Rhudedth, Pahrdh, Kihna and her sisters had been all very intrigued by the stories they’d heard, and had a few to tell of their own. Rhudedth and Pahrdh always loved to recall the story of Jahrra’s dramatic fall in Kiniahn Kroi, and Kihna loved telling everyone about what it was like shopping in town with Ellysian.

“You should’ve seen her at the tailor’s in Kiniahn Kroi once,” the Resai girl had said through tears of laughter. “She was so rude that the seamstress kept poking her with the pin on purpose, saying ‘I’m terribly sorry’, or ‘Oops, my hand slipped’. She must have stabbed her at least fifty times!”

Everyone had fallen down laughing as they imagined Ellysian flinching, and they’d begged Kihna to tell more.

Suddenly, Rhudedth’s friendly voice cut into Jahrra’s happy reminiscing and she was brought back to the present.

“Oh, don’t you just love the ocean!” she sighed aloud as the horses stepped onto the soft, sandy trail opening out onto the shore.

The Oorn River curved out to the sea just to the north, slicing through the dunes and beach sand like a sapphire serpent cutting a groove through the desert sand. The view, like always, was breathtaking. The blue ribbon of water was lined on either side by the pale sand, and to the east it swept against the wetlands that eventually became scattered woodlands behind the dunes.

The six friends encouraged their horses into a gallop and then set them to a run, racing down the beach and tearing across the shallow delta of the river, startling a large flock of birds and sending a plume of briny water soaring into the air.

“Can you believe the Great Race is only one year away?” Pahrdh breathed as the children slowed their horses to a stop next to some trees on the other side of the river.

“Ugh, don’t remind us!” Kihna groaned, trying to catch her breath. “Eydeth can’t stop talking about how he’ll be old enough to enter the race and how he is definitely going to win first place with his father’s prize semequin.”

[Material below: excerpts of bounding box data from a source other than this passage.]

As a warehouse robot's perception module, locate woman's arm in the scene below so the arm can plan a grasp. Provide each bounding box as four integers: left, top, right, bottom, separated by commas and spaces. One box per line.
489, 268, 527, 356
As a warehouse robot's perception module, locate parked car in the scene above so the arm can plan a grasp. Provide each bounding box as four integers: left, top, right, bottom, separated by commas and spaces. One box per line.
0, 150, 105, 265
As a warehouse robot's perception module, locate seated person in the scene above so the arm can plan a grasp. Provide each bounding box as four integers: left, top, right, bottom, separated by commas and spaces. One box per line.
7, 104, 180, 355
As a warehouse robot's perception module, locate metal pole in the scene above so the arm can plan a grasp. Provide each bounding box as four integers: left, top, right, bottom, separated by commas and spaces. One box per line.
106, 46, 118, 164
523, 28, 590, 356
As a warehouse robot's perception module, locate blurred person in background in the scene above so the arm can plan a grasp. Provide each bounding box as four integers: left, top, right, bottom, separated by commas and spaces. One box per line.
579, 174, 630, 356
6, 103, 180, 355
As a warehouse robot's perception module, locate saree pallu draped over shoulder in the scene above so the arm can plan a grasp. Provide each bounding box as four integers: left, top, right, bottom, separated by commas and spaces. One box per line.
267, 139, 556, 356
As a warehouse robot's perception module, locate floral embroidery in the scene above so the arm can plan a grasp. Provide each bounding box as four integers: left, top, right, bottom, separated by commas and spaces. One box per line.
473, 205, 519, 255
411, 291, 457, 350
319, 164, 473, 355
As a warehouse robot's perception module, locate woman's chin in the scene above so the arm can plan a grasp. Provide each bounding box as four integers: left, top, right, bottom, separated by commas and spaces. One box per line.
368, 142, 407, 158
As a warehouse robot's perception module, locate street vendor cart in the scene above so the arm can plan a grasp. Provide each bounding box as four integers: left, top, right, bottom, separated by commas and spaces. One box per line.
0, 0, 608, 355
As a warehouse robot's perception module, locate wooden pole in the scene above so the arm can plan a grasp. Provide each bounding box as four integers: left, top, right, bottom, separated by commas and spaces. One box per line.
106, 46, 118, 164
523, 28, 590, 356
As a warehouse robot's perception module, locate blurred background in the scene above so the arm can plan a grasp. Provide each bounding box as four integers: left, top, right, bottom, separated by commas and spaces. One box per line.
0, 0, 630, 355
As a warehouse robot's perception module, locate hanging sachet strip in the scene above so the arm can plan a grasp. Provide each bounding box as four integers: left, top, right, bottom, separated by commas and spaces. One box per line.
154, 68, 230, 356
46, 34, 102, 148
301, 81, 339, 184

She shook her head in annoyance, her light blonde hair looking like a streamer of delicate dune sand caught in a gust of wind.

“I say we just forget about the twins and the race, and focus on Gieaun’s birthday,” Rhudedth added, not wanting to dwell on their common enemy.

As the day progressed, however, the girls couldn’t keep the boys from talking about the upcoming race. “It’s nearly twenty miles long and only the best semequins can enter!” Pahrdh chattered excitedly to Scede, ignoring Kihna’s and Gieaun’s baleful looks.

“What is so great about this race anyway? And for goodness sake! It’s a year away!” Gieaun said exasperatingly, finally ending all talk about the race.

With the boys’ enthusiastic discussion finally over, the conversation turned to the Fall Festival and Sobledthe.

“I can’t wait!” Jahrra practically yelled. “I’ll finally be old enough to go to Lensterans without adult supervision and stay the whole night! And I’ll be able to take part in the scavenger hunt!”

“You and that scavenger hunt,” Scede mumbled, rolling his eyes dramatically. “Honestly, that’s not the only interesting thing that happens at the festival.”

“Oh, come on, it’ll be great! Don’t you think it’ll be fun Gieaun?”

Gieaun had no opinion either way, so she remained silent, shrugging her uncertainty.

“You three are going, aren’t you?” Jahrra turned her questions on Rhudedth, Pahrdh and Kihna, since her other two friends refused to comment further.

“I think so,” said Rhudedth, “and I think that Mahryn is coming too.”

Rhudedth grinned and gave Jahrra an impish wink.

Jahrra shrank back and slouched. Mahryn was Rhudedth’s cousin from Glordienn, and it was common knowledge that he was quite fond of Jahrra. Jahrra had nothing against him, he was a nice boy, but he stared too much and never said more than three words together.